El ministro informó que los responsables, a los que no mencionó, serán llevados ante la justicia. Tanto en la ciudad capital, Uagadugú, como en el interior del país, la situación se mantenía “bajo control”, por lo que la ciudadanía debía mantenerse en calma, máss allá de las multitudinarias manifestaciones en apoyo del capitán Traoré. Finalmente, el ministro Sana llamó a “unidad nacional, cohesión social y vigilancia”.
Estas maniobras golpistas utilizan la crítica situación en el norte del país que las khatibas de al-Qaeda, el Grupo de apoyo al islām y los musulmanes y del Daesh para el gran Sahara, con un inusitado refuerzo armamentístico que se cree podría provenir directamente de los Emiratos Árabes Unidos (EAU) a cuenta y orden del Departamento de Estado norteamericano y su par francés, el Ministère de l’Europe et des Affaires étrangères.
Incluso algunas versiones indican que tropas de élite del ejército burkinés junto a efectivos de los comandos rusos conocidos como spetsnaz (comando general para fuerzas especiales militares y policiales), encargadas de la seguridad del capitán Traoré, habrían rechazado la incursión de comandos no identificados transportados en helicópteros en cercanías del palacio presidencial.
Lo que sí el Ministro de Seguridad ha confirmado es la detención de varios insurgentes, entre los que hay militares y numerosos civiles.

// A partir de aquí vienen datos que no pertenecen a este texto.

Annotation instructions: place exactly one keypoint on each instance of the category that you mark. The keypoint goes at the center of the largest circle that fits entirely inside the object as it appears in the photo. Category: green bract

Se cree que algunos han sido manipulados por los diversos operadores. Pese a ello, el comisario Sana adelantó que son penalmente responsables Recalcando a la población que no se dejara engañar con promesas, que jamás serán cumplidas, por los mismos elementos que desde el interior del país y el extranjero han instalado acusaciones sobre las apetencias dictatoriales del capitán Traoré, afirmando que su Gobierno no solo reprime a la disidencia, sino que se efectúan detenciones ilegales y desapariciones forzadas.
Acontecimiento como el recientemente sucedido en Burkina, lejos de ser una rareza, se ha convertido en el pain quotidien de estas tres naciones, acosadas del mismo modo por el terrorismo wahabita, la presión de la CEDEAO y de las potencias occidentales, lo que, si se lo coteja con los recientes sucesos de Venezuela y sin descartar las nuevas protestas alentadas por el Mossad y la CIA en Irán, les da un innegable aire de familia.